I didn’t like the sound of that so it was time to take
matters into my own hands. I pulled and
yanked at my leg as hard as I could until my lower leg popped free from its
tree trap, but my sneaker remained. It was
still wedged sideways into the V.
I had to get out of the way if we were going to make any
progress, so I jumped down. I tried to
lower myself as far as I could using the strength of my own arms, but
eventually I had to have faith and let
go.
I landed alright, but landed
hard. My right leg wouldn’t support my
weight so I fell down on my butt. In the
process I stepped in a thick puddle of mud.
I could feel my leg slide over top of it, yet I couldn’t feel the
wetness yet because my foot was asleep.
I righted myself, while holding my right lower leg up as not to get my
sock any muddier.
“Nice shoe, Ellen,” said Emily as she climbed down past
it.
After the tree was vacated by its human visitors, I yanked
at the shoe to free it. Looking at it
from this angle, I could hardly believe that my ankle could bend to that degree
without snapping. The tingling feeling
began in my foot then the throbbing pain.
I knew the blood was rushing back to the places that it had been cut off
from.
“How’s your foot, Ellen?” asked Jack, holding up the pointed
end of his pocket knife.
“It’s fine,” I said, cramming my shoe onto my mud soaked
foot. “Let’s get moving.”
My dynamic duo, each being strong willed in nature, never
realized no consensus was made as to which direction we should take.

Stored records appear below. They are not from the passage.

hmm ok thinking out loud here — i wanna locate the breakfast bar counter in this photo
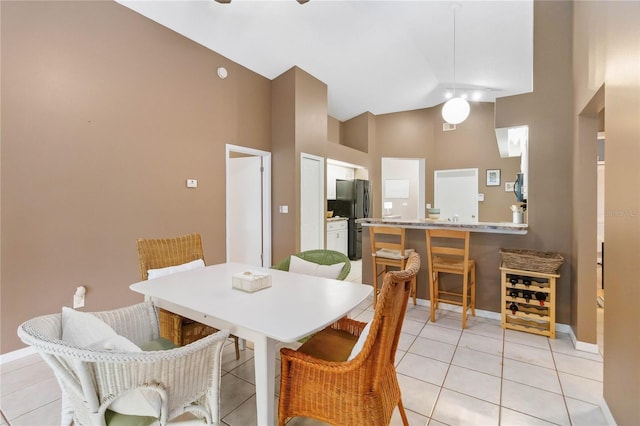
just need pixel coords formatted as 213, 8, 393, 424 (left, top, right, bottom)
358, 218, 530, 316
358, 218, 528, 235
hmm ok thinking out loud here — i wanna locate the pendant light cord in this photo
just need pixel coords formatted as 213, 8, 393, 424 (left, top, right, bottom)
452, 6, 457, 97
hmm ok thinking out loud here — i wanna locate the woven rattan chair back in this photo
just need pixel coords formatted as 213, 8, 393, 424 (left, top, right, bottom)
136, 233, 240, 358
278, 252, 420, 426
136, 233, 205, 280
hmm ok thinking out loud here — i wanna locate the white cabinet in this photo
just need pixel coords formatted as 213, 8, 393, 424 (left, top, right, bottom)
326, 219, 348, 256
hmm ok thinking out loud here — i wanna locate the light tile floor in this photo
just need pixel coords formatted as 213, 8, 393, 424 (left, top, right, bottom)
1, 260, 610, 425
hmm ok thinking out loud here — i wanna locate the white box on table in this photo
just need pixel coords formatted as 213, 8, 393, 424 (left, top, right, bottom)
232, 271, 272, 293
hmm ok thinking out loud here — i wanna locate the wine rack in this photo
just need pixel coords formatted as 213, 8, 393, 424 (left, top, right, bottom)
500, 265, 559, 338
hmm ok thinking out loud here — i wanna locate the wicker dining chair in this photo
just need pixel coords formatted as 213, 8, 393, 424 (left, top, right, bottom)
136, 233, 240, 359
17, 302, 229, 426
278, 252, 421, 426
271, 249, 351, 280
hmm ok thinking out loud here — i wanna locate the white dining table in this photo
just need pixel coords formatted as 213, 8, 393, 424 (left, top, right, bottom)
130, 262, 372, 426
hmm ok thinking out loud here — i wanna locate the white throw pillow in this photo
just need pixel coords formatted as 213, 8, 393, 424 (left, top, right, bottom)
347, 321, 372, 361
147, 258, 205, 279
288, 256, 345, 280
61, 307, 141, 352
61, 308, 161, 417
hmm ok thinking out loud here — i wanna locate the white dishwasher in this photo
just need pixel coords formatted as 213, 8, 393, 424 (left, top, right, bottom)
326, 219, 348, 256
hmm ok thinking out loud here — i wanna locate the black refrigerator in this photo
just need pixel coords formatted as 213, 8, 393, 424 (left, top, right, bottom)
334, 179, 371, 260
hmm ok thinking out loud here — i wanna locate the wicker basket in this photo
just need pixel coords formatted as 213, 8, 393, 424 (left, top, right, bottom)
500, 248, 564, 274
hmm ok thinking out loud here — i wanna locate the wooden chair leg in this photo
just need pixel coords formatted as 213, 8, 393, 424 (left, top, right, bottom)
397, 399, 409, 426
410, 276, 417, 306
372, 263, 378, 306
429, 271, 437, 322
233, 336, 240, 360
462, 272, 469, 329
471, 264, 476, 316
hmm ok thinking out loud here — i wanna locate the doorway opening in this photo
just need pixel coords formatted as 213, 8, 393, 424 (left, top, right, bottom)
381, 157, 425, 220
225, 144, 271, 267
300, 153, 325, 252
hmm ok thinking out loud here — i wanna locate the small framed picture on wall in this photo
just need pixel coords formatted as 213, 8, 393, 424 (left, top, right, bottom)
486, 169, 501, 186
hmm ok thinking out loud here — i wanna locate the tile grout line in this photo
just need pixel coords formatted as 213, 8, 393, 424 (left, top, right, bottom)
498, 326, 505, 425
550, 337, 575, 426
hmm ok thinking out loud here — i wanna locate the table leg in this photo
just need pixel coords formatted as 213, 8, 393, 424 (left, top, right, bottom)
253, 335, 276, 426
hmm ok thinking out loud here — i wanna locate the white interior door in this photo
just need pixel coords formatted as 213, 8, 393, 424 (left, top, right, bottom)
226, 145, 271, 267
300, 153, 324, 251
434, 168, 479, 222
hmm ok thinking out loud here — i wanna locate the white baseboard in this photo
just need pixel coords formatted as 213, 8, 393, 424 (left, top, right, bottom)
414, 298, 502, 321
415, 298, 599, 352
0, 346, 36, 365
567, 325, 601, 354
600, 396, 618, 426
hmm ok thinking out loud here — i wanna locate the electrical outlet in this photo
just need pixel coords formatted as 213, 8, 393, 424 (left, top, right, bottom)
73, 286, 86, 309
187, 179, 198, 188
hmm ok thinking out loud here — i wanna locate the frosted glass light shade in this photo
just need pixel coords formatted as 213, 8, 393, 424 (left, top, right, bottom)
442, 97, 470, 124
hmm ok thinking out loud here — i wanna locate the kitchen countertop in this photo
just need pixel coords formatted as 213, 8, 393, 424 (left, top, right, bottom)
357, 217, 527, 235
327, 217, 349, 222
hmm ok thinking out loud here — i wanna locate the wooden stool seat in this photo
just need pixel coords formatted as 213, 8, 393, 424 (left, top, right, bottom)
426, 229, 476, 328
370, 226, 417, 306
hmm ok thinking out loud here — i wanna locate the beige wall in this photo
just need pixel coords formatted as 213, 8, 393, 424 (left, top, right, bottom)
270, 68, 297, 264
432, 103, 520, 223
573, 1, 640, 423
327, 116, 341, 145
362, 1, 574, 325
271, 66, 330, 261
494, 1, 574, 327
1, 1, 271, 352
375, 103, 520, 223
4, 3, 639, 421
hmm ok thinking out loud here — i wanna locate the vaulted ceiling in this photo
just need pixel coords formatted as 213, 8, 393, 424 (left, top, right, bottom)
117, 0, 534, 121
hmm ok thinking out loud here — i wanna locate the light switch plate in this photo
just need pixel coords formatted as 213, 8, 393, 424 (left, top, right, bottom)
478, 193, 485, 202
187, 179, 198, 188
505, 182, 515, 191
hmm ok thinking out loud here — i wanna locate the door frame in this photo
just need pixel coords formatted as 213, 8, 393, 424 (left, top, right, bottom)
300, 152, 325, 251
225, 144, 272, 267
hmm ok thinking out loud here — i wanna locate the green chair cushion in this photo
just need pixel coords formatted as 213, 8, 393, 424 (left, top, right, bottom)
105, 410, 157, 426
139, 337, 178, 351
271, 249, 351, 280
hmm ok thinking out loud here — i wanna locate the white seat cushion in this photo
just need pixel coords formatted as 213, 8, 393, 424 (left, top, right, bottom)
288, 256, 345, 280
375, 248, 414, 260
147, 258, 205, 279
347, 321, 372, 361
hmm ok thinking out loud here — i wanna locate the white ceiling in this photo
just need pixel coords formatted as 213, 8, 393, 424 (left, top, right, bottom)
117, 0, 534, 121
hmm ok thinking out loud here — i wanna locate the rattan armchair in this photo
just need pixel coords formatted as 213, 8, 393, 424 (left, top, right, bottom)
17, 302, 229, 426
278, 252, 421, 426
271, 249, 351, 280
136, 233, 240, 359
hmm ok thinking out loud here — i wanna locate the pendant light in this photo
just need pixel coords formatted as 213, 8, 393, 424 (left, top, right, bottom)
442, 4, 470, 125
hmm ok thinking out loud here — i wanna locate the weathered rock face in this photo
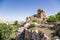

Emily started walking to the west, back
through the woods, and Jack headed off the beaten path toward the orchard. That left me standing in the middle not
knowing which way to turn, as usual.
“Hey!” I called out,
“Wait! Which way are we going?”
Both Jack and Emily stopped and at the same time said, “This
way!”
There always comes a moment when you must decide something
immediately. You don’t have time to
think and reason and ponder like my mother encourages me to. You have to go with your gut and rely on your
instincts. And here I stood in this dark
moment, terrified with a storm approaching, caught in the middle between my
cousin and my best friend. I had to
choose.
Instincts needed to come into
play and I had to turn up the juice on mine.
Instincts. Maybe that was the key
to all things. The trick was knowing
exactly what my instincts were. Fight or
flight? And there I stood, frozen.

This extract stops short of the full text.